Closed rhdolin closed 5 years ago
PharmCAT will not be supporting this.
We want people to be 100% clear on how PharmCAT works and what happens with the data you provide to it. It does not accept arbitrary VCF for many reasons (see VCF Requirements for the full list of requirements), but the main one is that we will not make any assumptions on the input you provide. We have already encountered users making assumptions on how PharmCAT works or should work which has led to confusion down the line.
For one thing, we do not know what "wild type" is because it can vary based on your reference sequence. Did you convert it from GRCh37 to GRCh38? If so, the "wild types" from the two could have changed and your VCF would not provide any indications that this is the case. Secondly, a missing entry can mean that the reference base was detected OR it can mean the base was not assayed or has no call. We cannot distinguish between uncalled positions and reference in a VCF file. So we ask that you declare each required position for PharmCAT to be clear about the input.
You have to decide on how accurate you want the data you provide to PharmCAT should be, especially if you're making any clinical decisions based on PharmCAT's results. If you wish to make assumptions of your data, you are welcome to do so. Instructions on how to do this can be found here.
Hi Mark,
Thanks for your response. I understand your reasoning.
That said, I still feel that it can be tricky to implement PharmCAT, and that there might be some room for Postel's Law (https://en.wikipedia.org/wiki/Robustness_principle) here...
Consider this:
Are there other options that can make it easier for us to experiment with PharmCAT, while minimizing the risk of inappropriate use?
it can be tricky to implement PharmCAT...
I think that's an understatement. :) PharmCAT comes with a whole host of caveats, both in using it and understanding the reports it produces.
PharmCAT should be one part of your pgx pipeline.
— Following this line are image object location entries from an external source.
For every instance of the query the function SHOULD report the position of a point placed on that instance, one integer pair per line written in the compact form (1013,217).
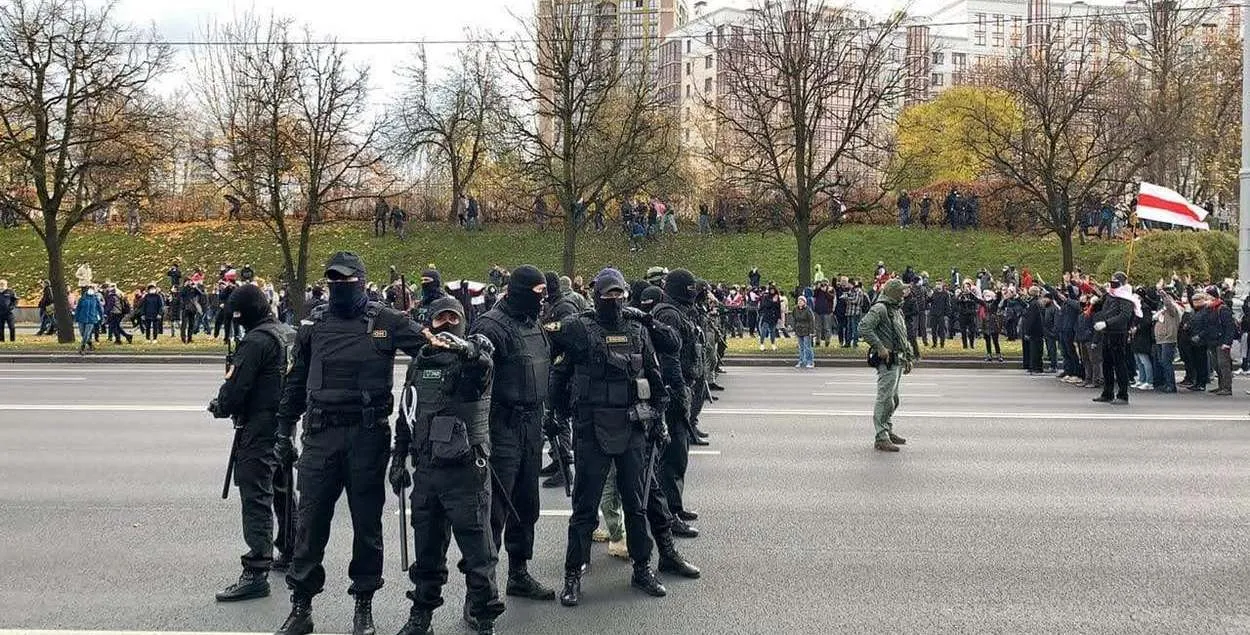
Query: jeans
(1145,369)
(806,356)
(768,329)
(1164,369)
(853,329)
It is not meant to be a plug and play type tool.
"PharmCAT will not make assumptions about your input" is a hard rule and will not change.
That's not to say you don't have a point. We have talked about adding other tools to flush out the pipeline to make it easy to massage VCF files to be PharmCAT-ready. These would be completely separate tools and not flags on PharmCAT.
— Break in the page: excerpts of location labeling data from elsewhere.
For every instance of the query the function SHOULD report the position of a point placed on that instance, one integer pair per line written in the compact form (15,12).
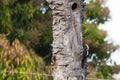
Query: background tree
(22,19)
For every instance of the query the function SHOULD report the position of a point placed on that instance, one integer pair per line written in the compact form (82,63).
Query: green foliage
(17,63)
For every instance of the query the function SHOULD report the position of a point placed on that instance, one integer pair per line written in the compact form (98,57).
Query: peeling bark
(67,40)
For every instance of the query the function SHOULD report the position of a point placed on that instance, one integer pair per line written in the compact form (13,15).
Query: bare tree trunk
(67,40)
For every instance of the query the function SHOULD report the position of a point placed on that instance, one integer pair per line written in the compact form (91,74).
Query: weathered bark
(67,40)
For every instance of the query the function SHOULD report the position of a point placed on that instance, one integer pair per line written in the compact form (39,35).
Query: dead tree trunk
(67,40)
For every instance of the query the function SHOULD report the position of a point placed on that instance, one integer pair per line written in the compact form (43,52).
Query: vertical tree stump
(67,40)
Unfortunately we do not have the bandwidth to do so at this time. If you would be willing to contribute code to do this, we would be more than happy to either include it or link to it.
Do you want to request a feature or report a bug? Request a feature
What is the current behavior? https://github.com/PharmGKB/PharmCAT/wiki/Preparing-VCF-Files#all-positions-needed-even-if-00-or-
If the current behavior is a bug, please provide the steps to reproduce and, if possible, your example input data via a Gist or similar.
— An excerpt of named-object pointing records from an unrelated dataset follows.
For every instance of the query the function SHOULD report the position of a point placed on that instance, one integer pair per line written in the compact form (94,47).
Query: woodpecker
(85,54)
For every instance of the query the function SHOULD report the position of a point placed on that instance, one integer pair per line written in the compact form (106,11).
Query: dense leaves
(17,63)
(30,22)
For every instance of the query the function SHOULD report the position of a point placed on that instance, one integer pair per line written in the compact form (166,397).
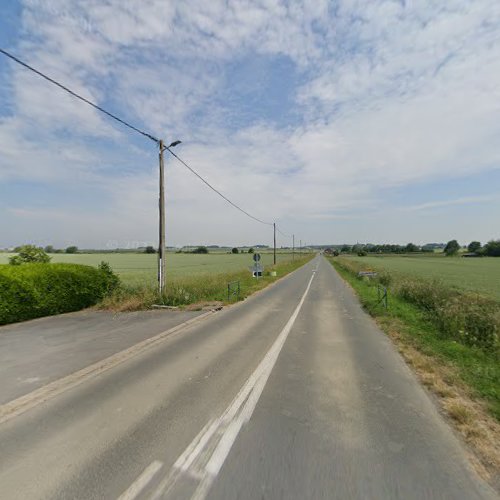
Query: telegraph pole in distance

What is the expected behavior? Can you please add a parameter, to treat missing positions as wild type?
What is the motivation / use case for changing the behavior? Most of the VCFs I work with do not contain wild type calls. It's onerous to have to modify every VCF file before testing with PharmCAT.
Please tell us about your environment:
Other information (e.g. detailed explanation, stacktraces, related issues, suggestions how to fix, links for us to have context, eg. stackoverflow, gitter, etc) Thank you!!